Atualmente, as florestas plantadas já seriam suficientes para atender a demanda das duas fábricas de celulose da Fibria e Eldorado, instaladas em Três Lagoas. Em curto prazo, Souza não acredita na possibilidade de que novas áreas sejam arrendadas para a plantação de eucalipto. “A tendência hoje é não ter parceria em curto prazo se as florestas não tiverem próximas das fábricas, a não ser que mude o cenário”, disse o presidente do Sindicato Rural, referindo- se ao projeto de expansão da Eldorado Brasil, bem como da instalação de outras fábricas de celulose na região, como já cogitado há alguns anos.
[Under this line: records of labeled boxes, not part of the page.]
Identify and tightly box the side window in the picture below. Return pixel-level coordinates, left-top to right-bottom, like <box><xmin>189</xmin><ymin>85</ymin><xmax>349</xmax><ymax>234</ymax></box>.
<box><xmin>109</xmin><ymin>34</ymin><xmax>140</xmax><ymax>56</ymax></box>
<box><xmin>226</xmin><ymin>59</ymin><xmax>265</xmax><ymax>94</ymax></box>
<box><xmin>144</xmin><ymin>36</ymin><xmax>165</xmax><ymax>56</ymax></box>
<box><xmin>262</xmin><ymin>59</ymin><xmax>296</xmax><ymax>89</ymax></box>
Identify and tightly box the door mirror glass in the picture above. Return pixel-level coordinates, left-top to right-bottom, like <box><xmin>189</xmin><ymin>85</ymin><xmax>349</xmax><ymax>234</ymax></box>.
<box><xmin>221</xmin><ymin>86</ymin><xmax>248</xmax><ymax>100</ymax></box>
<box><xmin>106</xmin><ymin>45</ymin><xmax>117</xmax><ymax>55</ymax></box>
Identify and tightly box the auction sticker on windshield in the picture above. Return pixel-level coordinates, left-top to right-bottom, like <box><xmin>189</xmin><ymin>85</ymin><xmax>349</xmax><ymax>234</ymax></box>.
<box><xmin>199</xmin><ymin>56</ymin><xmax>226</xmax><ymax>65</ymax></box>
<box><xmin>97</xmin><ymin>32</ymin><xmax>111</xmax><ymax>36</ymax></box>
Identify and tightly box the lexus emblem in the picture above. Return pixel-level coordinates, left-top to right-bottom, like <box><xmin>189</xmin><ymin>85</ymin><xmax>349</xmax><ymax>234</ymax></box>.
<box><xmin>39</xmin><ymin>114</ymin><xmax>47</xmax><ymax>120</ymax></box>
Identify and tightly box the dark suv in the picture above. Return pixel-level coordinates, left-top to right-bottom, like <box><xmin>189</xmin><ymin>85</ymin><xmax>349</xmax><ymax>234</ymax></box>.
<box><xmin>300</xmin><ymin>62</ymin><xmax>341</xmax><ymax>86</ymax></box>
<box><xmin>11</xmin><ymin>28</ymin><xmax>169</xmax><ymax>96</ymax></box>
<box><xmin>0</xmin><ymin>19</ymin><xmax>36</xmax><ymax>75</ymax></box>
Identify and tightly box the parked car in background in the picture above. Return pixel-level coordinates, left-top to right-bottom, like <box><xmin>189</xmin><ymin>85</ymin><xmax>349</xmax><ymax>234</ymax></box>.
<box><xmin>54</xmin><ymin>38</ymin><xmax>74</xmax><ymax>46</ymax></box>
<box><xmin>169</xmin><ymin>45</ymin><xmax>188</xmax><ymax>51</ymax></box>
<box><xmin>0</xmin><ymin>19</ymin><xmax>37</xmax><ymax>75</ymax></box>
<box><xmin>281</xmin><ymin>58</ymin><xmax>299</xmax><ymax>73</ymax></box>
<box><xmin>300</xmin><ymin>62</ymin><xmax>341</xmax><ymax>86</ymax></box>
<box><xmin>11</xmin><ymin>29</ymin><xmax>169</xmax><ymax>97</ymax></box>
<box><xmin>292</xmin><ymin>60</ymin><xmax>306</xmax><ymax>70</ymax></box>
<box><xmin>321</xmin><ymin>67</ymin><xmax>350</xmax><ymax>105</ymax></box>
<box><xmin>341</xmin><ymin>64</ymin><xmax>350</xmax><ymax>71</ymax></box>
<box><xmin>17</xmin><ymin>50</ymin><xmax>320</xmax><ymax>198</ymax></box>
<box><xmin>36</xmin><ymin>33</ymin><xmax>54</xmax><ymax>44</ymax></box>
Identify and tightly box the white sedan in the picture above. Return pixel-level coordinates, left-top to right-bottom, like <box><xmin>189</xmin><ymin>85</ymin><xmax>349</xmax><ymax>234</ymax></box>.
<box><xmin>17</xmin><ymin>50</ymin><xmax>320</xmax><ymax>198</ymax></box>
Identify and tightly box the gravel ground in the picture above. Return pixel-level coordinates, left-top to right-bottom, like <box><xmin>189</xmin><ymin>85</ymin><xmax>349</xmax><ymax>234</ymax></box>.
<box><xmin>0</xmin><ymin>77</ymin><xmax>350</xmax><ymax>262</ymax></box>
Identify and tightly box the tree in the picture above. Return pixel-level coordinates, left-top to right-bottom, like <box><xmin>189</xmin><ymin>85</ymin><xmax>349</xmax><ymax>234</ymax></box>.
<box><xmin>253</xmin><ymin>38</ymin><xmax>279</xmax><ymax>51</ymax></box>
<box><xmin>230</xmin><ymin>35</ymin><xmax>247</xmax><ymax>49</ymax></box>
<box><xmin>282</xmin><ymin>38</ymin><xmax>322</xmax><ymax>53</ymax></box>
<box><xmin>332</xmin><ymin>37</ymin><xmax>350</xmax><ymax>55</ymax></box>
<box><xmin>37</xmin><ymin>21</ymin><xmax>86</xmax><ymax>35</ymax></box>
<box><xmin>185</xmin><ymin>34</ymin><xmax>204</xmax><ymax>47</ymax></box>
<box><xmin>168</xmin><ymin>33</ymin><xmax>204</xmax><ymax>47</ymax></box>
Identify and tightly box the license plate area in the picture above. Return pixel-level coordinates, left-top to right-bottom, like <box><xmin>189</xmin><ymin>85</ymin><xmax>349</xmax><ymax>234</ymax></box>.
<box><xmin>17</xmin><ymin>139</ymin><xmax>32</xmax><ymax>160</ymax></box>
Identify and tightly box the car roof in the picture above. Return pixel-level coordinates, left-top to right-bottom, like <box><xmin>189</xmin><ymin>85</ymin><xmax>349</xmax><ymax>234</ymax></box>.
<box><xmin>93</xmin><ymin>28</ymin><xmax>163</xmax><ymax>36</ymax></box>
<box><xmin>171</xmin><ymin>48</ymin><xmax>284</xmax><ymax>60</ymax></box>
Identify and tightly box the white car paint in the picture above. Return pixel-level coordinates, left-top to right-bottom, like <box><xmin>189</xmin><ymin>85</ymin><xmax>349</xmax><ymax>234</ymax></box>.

“A construção da segunda linha da Eldorado, bem como a vinda de outra fábrica para Santa Rita do Pardo, Inocência e Ribas do Rio Pardo- três cidades sondadas para a instalação de novas indústrias- abriria uma nova área, um novo campo para ampliação e oportunidades de parcerias para arrendamento. Porém, sem esses projetos, a tendência hoje é não ter arrendamento em curto prazo”, destacou.

Apesar da crise que começa a atingir o setor, a previsão inicial é de que os proprietários da região que arrendaram terras para o plantio de florestas, não sejam prejudicados porque se basearam em contratos longos. Alguns até de 15 anos, como no caso dos estabelecidos com a Fíbria. Alguns já foram, inclusive renovados. Já em relação aos contratos estabelecidos com os produtores, na Eldorado, por exemplo, segundo ele, começam a vencer a partir de 2025. “Até lá, essas empresas vão respeitar os contratos. Após isso, a renovação por mais 15 anos, vai depender do cenário futuro. Então, em curto prazo, pensando nos próximos cinco anos, tudo o que está arrendado, tende a continuar produzindo e as parcerias se manterem”, disse. 

REBANHO 

Ainda segundo o presidente do Sindicato Rural, 40% das áreas produtivas de pastagens de Três Lagoas foram transformadas em florestas. Ele explicou que houve uma forte diminuição no rebando bovino no município que, há 15 anos era de um milhão de cabeças. Atualmente o rebanho local não chega a 600 mil. “A área de pastagem ainda é maior do que a de florestas, não só aqui no município, mas no Estado. Há dez anos, tínhamos na região Leste do Mato Grosso do Sul, seis milhões de hectares com pastagens degradadas, que estariam disponíveis para novas culturas, como eucalipto, cana, agricultura ou mesmo para reforma de pastagens. É muita área disponível ainda e cada vez que a gente se distancia de Três Lagoas, vai prevalecendo a pecuária e a área de pastagem vai aumento. As plantações de eucalipto precisam estar próximas das indústrias”, comentou.

Para o presidente do Sindicato Rural, o proprietário precisa fazer contas na hora de definir qual o melhor caminho, se investir na pecuária, ou no arrendamento de terra. Atualmente, a fase da pecuária, segundo ele, não é tão boa, porém é um mercado que oscila bastante. No entanto, disse que é preciso analisar o índice de produtividade, o custo de produção, que tem que ser baixo. “Cada produtor tem que saber se o seu negócio, se sua atividade está dando retorno e comparar com a proposta feita pela indústria, que só fará uma boa oferta, se a área estiver em um raio que seja interessante para ela”, frisou.